The researchers prove that shallow ReLU neural networks with random parameters are well-defined non-Gaussian processes. These networks, referred to as random ReLU neural networks, exhibit unique properties influenced by the distribution of their weights and biases and the density of activation thresholds in bounded regions of the input domain. Here are some high points:

  • Isotropic: These processes look the same in all directions, which implies they have rotational symmetry.
  • Wide-Sense Self-Similar: They scale in a self-consistent manner with a Hurst exponent of 3/2.
  • Closed-Form Autocovariance: A simple closed-form expression for the autocovariance function.

Technical Details

The processes are characterized by stochastic differential equations driven by impulsive white noise. The number of neurons in each bounded region is a random variable following a Poisson distribution with a mean proportional to the density parameter.

Asymptotic Behaviors

One of the significant contributions is showing that in the infinite-width regime, these networks can approach both Gaussian and non-Gaussian processes, depending on the distribution of weights. Specifically:

  • For Gaussian-distributed weights, the processes converge to classic Gaussian processes.
  • For weights following a symmetric alpha-stable law, the processes remain non-Gaussian even as width increases.

Implications

This insight means random neural networks' behaviors depend heavily on their initialization, breaking the traditional assumption that infinite-width networks are inherently Gaussian. In practical terms:

  • Modeling: Understanding the exact behavior helps in better modeling using neural networks, particularly in probabilistic and generative models.
  • Bayesian Inference: Although these methods traditionally assume Gaussianity, recognizing non-Gaussian behaviors opens new doors for more precise inference techniques.

Future Considerations

The findings pave the way for further exploration:

  1. Broader Functions and Architectures: Extending these insights to more complex network structures and different activation functions could uncover richer behaviors.
  2. Real-World Applications: Testing these theoretical results in real-world applications, particularly in reinforcement learning and Bayesian optimization, might significantly impact practical AI designs.
  3. Advanced Statistical Techniques: Developing new methods to better deal with non-Gaussian data arising from these neural network models.

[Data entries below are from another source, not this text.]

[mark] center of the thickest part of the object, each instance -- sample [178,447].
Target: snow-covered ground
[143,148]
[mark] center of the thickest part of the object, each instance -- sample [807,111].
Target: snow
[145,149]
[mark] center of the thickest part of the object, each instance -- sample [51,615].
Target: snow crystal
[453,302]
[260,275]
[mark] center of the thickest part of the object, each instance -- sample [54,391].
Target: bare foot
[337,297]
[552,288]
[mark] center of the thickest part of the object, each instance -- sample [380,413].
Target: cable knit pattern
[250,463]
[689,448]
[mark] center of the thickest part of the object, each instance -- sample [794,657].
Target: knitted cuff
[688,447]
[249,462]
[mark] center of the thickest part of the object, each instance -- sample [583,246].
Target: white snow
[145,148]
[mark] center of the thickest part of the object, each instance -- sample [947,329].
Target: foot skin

Strong Numerical and Bold Results

The strong numerical results include a remarkably simple closed-form for the autocovariance function and the demonstration, through rigorous proofs, that these networks do not necessarily converge to Gaussian processes in wide limits—a bold deviation from traditional assumptions.

In summary, this research presents a new lens to view the behavior of shallow, random ReLU neural networks, emphasizing their non-Gaussian nature under specific conditions. The implications for both theory and practice in AI are substantial, suggesting further avenues for exploration and innovation.